GM babies: Screening out those deemed unworthy of life

The birth of a child using a controversial ‘three-parent’ baby technique has reignited debate over the moral and ethical problems with genetic modification.

This week, New Scientist carried the story of a five month old child who was born using Maternal Spindle Transfer, a technique by which an embryo is created using genetic material from three parents.

In the UK, MPs have legislated for the creation of three- and four-parent babies, sparking concern from scientists, ethicists and Christians around the world.

Valued

New Scientist reported that the child was born in Mexico with help from a team of US-based scientists. His parents travelled to Mexico because the technique is not permitted in the US.

In February 2014, the Food and Drug Administration examined the techniques and concluded that: “There is just not enough preclinical data to suggest how to [treat patients] and how to do it safely.”

The aim of the technique – dubbed ‘mitochondrial replacement’ – is to create children free from mitochondrial disease, but research involves the destruction of embryos, and the birth of such children has raised wider moral and ethical questions.

Dr Calum MacKellar, of the Scottish Council on Human Bioethics, argues that the eugenics philosophy behind three- and four-parent babies is that “certain persons should exist and other persons should not exist”.

In an exclusive interview with The Christian Institute earlier this year, Dr MacKellar said: “From my own perspective, and other Christians, I cannot say that certain persons should exist and other persons should not exist.

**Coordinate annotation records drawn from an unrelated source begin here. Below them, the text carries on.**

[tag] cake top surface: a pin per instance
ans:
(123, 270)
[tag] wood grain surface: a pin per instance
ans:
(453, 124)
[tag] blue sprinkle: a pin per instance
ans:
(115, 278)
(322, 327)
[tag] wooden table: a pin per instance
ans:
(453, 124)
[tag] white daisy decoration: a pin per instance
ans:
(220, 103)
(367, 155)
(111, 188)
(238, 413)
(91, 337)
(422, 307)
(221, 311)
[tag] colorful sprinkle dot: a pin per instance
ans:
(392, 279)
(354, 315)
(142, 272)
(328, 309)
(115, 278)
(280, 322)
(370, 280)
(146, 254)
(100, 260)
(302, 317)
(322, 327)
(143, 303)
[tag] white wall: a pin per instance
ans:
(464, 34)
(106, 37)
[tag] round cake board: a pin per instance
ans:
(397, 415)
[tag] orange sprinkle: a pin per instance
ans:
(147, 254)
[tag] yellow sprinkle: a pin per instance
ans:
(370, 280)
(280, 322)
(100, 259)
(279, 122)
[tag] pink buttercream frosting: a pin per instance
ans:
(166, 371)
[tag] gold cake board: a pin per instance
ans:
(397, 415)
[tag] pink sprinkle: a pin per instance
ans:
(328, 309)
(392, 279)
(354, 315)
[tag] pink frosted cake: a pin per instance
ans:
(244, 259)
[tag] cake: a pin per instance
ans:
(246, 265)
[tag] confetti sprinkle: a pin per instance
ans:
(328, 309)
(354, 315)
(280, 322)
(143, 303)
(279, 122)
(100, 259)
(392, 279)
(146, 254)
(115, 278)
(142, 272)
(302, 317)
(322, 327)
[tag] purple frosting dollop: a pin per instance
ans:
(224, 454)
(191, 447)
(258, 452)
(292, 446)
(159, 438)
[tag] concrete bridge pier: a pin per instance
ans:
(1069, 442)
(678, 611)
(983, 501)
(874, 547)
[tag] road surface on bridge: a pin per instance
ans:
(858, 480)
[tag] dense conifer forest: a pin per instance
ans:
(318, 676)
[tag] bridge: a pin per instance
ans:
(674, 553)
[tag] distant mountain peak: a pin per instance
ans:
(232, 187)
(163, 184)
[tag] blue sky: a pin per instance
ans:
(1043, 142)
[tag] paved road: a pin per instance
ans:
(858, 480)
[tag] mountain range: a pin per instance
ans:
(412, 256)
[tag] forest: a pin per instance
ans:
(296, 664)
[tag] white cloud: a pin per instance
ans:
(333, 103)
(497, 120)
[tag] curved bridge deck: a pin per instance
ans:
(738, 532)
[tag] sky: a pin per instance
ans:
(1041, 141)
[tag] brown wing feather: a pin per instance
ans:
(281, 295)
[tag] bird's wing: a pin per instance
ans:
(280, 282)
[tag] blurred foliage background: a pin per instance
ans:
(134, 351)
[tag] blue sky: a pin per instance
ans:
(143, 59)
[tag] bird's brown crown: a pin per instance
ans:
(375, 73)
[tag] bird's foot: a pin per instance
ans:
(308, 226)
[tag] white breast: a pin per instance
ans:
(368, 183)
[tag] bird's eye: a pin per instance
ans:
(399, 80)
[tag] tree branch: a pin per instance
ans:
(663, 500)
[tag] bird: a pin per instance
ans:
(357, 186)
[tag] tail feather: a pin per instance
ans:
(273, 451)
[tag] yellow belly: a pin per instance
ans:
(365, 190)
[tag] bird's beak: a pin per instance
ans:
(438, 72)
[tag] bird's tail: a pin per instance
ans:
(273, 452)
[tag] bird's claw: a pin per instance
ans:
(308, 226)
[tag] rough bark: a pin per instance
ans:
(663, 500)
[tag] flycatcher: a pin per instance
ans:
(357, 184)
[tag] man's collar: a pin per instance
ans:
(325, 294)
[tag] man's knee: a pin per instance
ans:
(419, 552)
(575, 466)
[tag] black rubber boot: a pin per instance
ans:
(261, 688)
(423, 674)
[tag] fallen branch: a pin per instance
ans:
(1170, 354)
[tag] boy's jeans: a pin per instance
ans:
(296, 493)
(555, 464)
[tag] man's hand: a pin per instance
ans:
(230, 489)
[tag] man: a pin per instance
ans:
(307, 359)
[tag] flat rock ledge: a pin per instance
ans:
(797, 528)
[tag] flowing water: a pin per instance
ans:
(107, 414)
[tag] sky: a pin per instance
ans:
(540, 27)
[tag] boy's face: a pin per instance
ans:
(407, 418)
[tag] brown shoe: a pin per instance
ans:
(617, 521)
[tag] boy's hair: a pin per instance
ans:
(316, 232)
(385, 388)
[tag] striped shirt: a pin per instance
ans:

“In my eyes, and I believe as well as a Christian in God’s eyes, all these persons are the same. Of the same worth and value and are loved just as much by God.”

Law change

A team of scientists at Newcastle University has been trialing a version of Pro-Nuclear Transfer (PNT), which transplants DNA from one embryo into another, creating a child with the involvement of four parents.

Their research involved the destruction of hundreds of human embryos and sidelined the concerns of a host of scientists and ethics experts.

In February last year, the UK became the only country in the world to legalise three- or four-parent baby techniques.

The House of Commons and the House of Lords both backed regulations allowing the techniques, despite warnings against editing the human germ-line.